Outputs from trained U-Net neural network. First row: Original RGB images for testing. Second row: Corresponding grayscale images fed to network for testing. Third row: Outputs from the trained U-Net

Evaluation Metrics: Dice Coefficient

Dice similarity coefficient (DSC) [27] evaluates the spatial overlap between the ground truth (‘M’) and the result obtained from the trained U-Net (‘N’) when tested with the test images. The mathematical equation for calculating the Dice similarity coefficient is:

$$ {\text{DSC}}\, = \,{2}\left( {{\text{M}}\, \cap \,{\text{N}}} \right)/\left( {{\text{M}}\, + \,{\text{N}}} \right) $$
(6)

The values of the dice coefficient range from 0 to 1. The higher value implies higher segmentation accuracy and high similarity in terms of spatial overlap between ground truth image and output image from the U-Net network. The value of Dice similarity coefficients obtained for the test set is 0.72.

Limitations

The training process of the U-Net deep neural network includes learning the features of the target object with each iteration. When the U-Net model is implemented for our dataset, it is observed that along with the target object, occasionally, it also segments the objects which have a similar shape as that of the target object in the same category. Hence, the limitation cases are the instances where the test image contains an object (not an airplane) that has similar spatial features as an airplane in the spatial domain, and when tested with the trained U-Net it segments it as the target object.

5 Conclusions

We have presented a framework for automatic detection and segmentation of airplanes in UHSR images captured by eBee classic drones. To accomplish this task with supervised machine learning algorithms, we have implemented state-of-the-art SSD MobileNet-v2 for object detection, and U-Net for semantic segmentation. The proposed approach gives arguably good accuracy metrics results for detection and segmentation tasks in the terms of mAP and dice coefficient respectively. The implemented architectures possess a limitation that objects that are similar in shape to the target i.e., airplanes, are detected or segmented as targets too.
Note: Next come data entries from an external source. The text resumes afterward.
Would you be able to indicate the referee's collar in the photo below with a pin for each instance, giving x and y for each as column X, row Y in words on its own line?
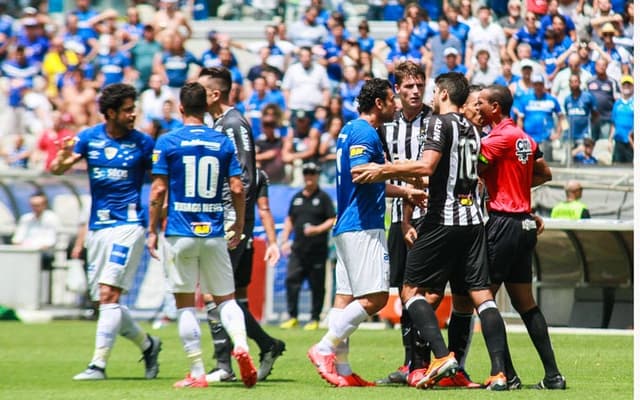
column 424, row 111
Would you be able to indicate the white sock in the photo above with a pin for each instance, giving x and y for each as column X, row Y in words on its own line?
column 342, row 349
column 232, row 319
column 189, row 332
column 344, row 326
column 109, row 321
column 132, row 331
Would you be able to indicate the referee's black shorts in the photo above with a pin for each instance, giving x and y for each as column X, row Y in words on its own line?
column 455, row 254
column 397, row 253
column 511, row 239
column 242, row 258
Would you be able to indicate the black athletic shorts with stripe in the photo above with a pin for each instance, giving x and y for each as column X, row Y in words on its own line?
column 455, row 254
column 511, row 239
column 397, row 253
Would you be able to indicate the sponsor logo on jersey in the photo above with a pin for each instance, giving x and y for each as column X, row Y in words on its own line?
column 98, row 143
column 201, row 228
column 523, row 150
column 357, row 150
column 110, row 152
column 109, row 173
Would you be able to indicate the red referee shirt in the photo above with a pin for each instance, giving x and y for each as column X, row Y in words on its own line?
column 509, row 153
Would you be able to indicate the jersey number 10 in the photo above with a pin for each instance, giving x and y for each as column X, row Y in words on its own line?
column 201, row 176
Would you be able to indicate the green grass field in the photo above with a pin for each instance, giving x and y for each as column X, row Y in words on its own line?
column 37, row 361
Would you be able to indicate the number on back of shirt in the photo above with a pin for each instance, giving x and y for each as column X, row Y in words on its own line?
column 201, row 176
column 468, row 165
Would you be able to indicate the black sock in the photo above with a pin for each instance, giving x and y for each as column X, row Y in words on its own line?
column 408, row 335
column 495, row 337
column 426, row 325
column 539, row 334
column 254, row 330
column 221, row 340
column 459, row 333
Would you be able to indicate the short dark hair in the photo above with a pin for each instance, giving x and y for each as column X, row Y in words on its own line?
column 221, row 76
column 373, row 89
column 456, row 86
column 193, row 98
column 501, row 95
column 408, row 69
column 114, row 95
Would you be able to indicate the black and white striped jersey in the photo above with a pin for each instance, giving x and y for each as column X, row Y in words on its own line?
column 402, row 139
column 453, row 187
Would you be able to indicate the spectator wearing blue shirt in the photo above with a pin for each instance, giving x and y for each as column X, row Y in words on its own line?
column 552, row 49
column 438, row 43
column 86, row 16
column 20, row 71
column 536, row 113
column 547, row 20
column 332, row 59
column 401, row 53
column 365, row 41
column 72, row 37
column 33, row 40
column 581, row 109
column 583, row 154
column 530, row 34
column 458, row 29
column 622, row 128
column 6, row 30
column 507, row 77
column 114, row 66
column 451, row 64
column 174, row 62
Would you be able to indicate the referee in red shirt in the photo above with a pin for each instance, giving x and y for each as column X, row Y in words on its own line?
column 511, row 163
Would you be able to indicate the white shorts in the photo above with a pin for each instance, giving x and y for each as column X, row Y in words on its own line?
column 200, row 260
column 363, row 263
column 113, row 257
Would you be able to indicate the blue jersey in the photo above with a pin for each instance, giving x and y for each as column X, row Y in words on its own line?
column 116, row 169
column 535, row 40
column 112, row 66
column 578, row 112
column 177, row 67
column 538, row 115
column 360, row 206
column 196, row 160
column 622, row 117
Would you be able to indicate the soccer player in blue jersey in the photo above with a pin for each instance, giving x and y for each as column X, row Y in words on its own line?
column 362, row 283
column 118, row 157
column 190, row 165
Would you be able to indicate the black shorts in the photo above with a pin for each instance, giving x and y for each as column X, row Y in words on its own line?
column 455, row 254
column 397, row 253
column 511, row 239
column 242, row 259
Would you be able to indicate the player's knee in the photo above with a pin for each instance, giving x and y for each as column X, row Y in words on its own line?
column 375, row 302
column 109, row 294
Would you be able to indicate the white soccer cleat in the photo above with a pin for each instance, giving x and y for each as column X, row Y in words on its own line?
column 92, row 373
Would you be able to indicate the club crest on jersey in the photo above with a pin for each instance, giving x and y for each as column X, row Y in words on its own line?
column 523, row 150
column 355, row 151
column 110, row 152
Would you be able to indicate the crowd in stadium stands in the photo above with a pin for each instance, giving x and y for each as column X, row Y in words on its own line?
column 568, row 63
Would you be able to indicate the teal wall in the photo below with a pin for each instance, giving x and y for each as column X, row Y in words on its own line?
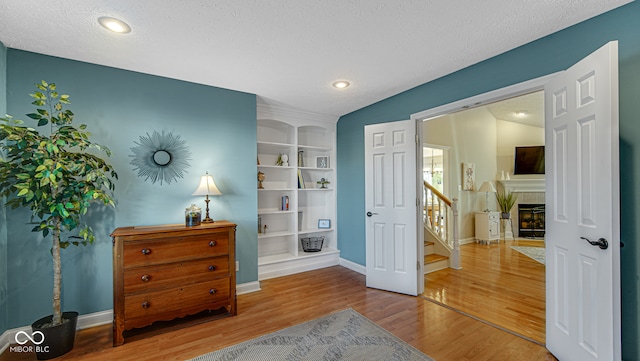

The architecture for the segmentation of images performs hard classification for each pixel, where each pixel belongs to a class with either 0 or 100% probability. There can be impure pixels in the image, especially at the boundaries of the target, where they might contain both, a background object and a target object in an image. Research work can be carried out towards developing such neural network architectures that can distinctively specify those pixels as well.